From mboxrd@z Thu Jan  1 00:00:00 1970
From: Sagi Grimberg <sagig-LDSdmyG8hGV8YrgS2mwiifqBs+8SCbDb@public.gmane.org>
Subject: kernel memory registration (was: RDMA/core: Transport-independent
 access flags)
Date: Fri, 10 Jul 2015 11:55:29 +0300
Message-ID: <559F8881.7070308@dev.mellanox.co.il>
References: <559B9891.8060907@dev.mellanox.co.il>
 <000b01d0b8bd$f2bfcc10$d83f6430$@opengridcomputing.com>
 <20150707161751.GA623@obsidianresearch.com>
 <559BFE03.4020709@dev.mellanox.co.il>
 <20150707213628.GA5661@obsidianresearch.com>
 <559CD174.4040901@dev.mellanox.co.il>
 <20150708190842.GB11740@obsidianresearch.com> <559D983D.6000804@talpey.com>
 <20150708233604.GA20765@obsidianresearch.com>
 <559E54AB.2010905@dev.mellanox.co.il>
 <20150709170142.GA21921@obsidianresearch.com>
Mime-Version: 1.0
Content-Type: text/plain; charset=windows-1252; format=flowed
Content-Transfer-Encoding: 7bit
Return-path: <linux-rdma-owner-u79uwXL29TY76Z2rM5mHXA@public.gmane.org>
In-Reply-To: <20150709170142.GA21921-ePGOBjL8dl3ta4EC/59zMFaTQe2KTcn/@public.gmane.org>
Sender: linux-rdma-owner-u79uwXL29TY76Z2rM5mHXA@public.gmane.org
To: Jason Gunthorpe <jgunthorpe-ePGOBjL8dl3ta4EC/59zMFaTQe2KTcn/@public.gmane.org>
Cc: Tom Talpey <tom-CLs1Zie5N5HQT0dZR+AlfA@public.gmane.org>, Steve Wise <swise-7bPotxP6k4+P2YhJcF5u+vpXobYPEAuW@public.gmane.org>, 'Christoph Hellwig' <hch-wEGCiKHe2LqWVfeAwA7xHQ@public.gmane.org>, dledford-H+wXaHxf7aLQT0dZR+AlfA@public.gmane.org, sagig-VPRAkNaXOzVWk0Htik3J/w@public.gmane.org, ogerlitz-VPRAkNaXOzVWk0Htik3J/w@public.gmane.org, roid-VPRAkNaXOzVWk0Htik3J/w@public.gmane.org, linux-rdma-u79uwXL29TY76Z2rM5mHXA@public.gmane.org, eli-VPRAkNaXOzVWk0Htik3J/w@public.gmane.org, Oren Duer <oren-VPRAkNaXOzVWk0Htik3J/w@public.gmane.org>
List-Id: linux-rdma@vger.kernel.org

On 7/9/2015 8:01 PM, Jason Gunthorpe wrote:
> On Thu, Jul 09, 2015 at 02:02:03PM +0300, Sagi Grimberg wrote:
>
>> We have protocol that involves remote memory keys transfer in their
>> standards so I don't see how we can remove it altogether from ULPs.
>
> This is why I've been talking about local and remote MRs
> differently.

IMHO, memory registration is memory registration. The fact that we are
distinguishing between local and remote might be a sign that this might
be a wrong direction to take. Sorry.

Besides, if a ULP wants to register memory for local access why should
we temper with that or deny it?

What if a ULP has a pre-allocated pool of large buffers that it knows
it is going to use for its entire lifetime? silent driver driven FRWRs
would perform a lot worse than pre-registering these buffers.

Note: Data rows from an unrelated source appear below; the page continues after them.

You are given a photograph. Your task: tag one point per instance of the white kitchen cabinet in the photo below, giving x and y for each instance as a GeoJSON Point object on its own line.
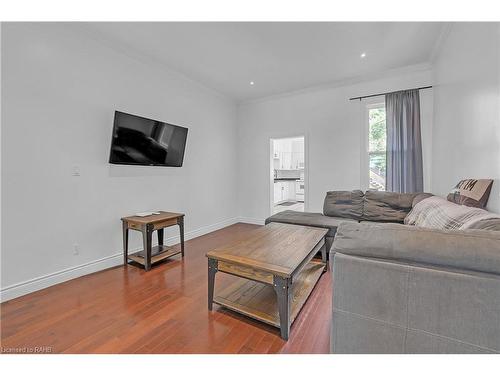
{"type": "Point", "coordinates": [277, 192]}
{"type": "Point", "coordinates": [284, 191]}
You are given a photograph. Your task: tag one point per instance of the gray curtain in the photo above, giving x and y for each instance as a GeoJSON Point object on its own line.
{"type": "Point", "coordinates": [404, 142]}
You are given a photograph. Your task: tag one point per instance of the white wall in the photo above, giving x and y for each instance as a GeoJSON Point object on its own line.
{"type": "Point", "coordinates": [59, 92]}
{"type": "Point", "coordinates": [467, 108]}
{"type": "Point", "coordinates": [334, 129]}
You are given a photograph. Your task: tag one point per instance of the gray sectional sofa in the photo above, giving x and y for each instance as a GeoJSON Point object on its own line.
{"type": "Point", "coordinates": [404, 289]}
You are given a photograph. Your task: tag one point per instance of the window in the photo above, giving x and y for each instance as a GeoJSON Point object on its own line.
{"type": "Point", "coordinates": [377, 135]}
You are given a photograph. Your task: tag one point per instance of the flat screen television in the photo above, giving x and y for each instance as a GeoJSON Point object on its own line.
{"type": "Point", "coordinates": [141, 141]}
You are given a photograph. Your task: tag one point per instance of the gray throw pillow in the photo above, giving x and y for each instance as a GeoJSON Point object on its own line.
{"type": "Point", "coordinates": [348, 204]}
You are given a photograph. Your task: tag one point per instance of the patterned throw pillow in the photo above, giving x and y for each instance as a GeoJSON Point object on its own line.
{"type": "Point", "coordinates": [473, 193]}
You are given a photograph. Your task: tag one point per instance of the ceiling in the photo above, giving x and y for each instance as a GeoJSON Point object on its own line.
{"type": "Point", "coordinates": [277, 57]}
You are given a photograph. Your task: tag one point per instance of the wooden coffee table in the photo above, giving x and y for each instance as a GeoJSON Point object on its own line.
{"type": "Point", "coordinates": [276, 272]}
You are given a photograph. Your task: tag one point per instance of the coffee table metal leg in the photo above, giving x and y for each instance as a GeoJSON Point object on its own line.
{"type": "Point", "coordinates": [323, 256]}
{"type": "Point", "coordinates": [160, 236]}
{"type": "Point", "coordinates": [283, 292]}
{"type": "Point", "coordinates": [147, 239]}
{"type": "Point", "coordinates": [180, 222]}
{"type": "Point", "coordinates": [125, 243]}
{"type": "Point", "coordinates": [212, 270]}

Or what if the ULP wants to register the memory region with data
integrity (signature) parameters?

I must say, whenever I find myself trying to assume/guess what the
ULP/APP might do from the driver PoV and try to see if I'm covered,
I shake my head saying:
"This is a hack, go drink some water and rethink the whole thing".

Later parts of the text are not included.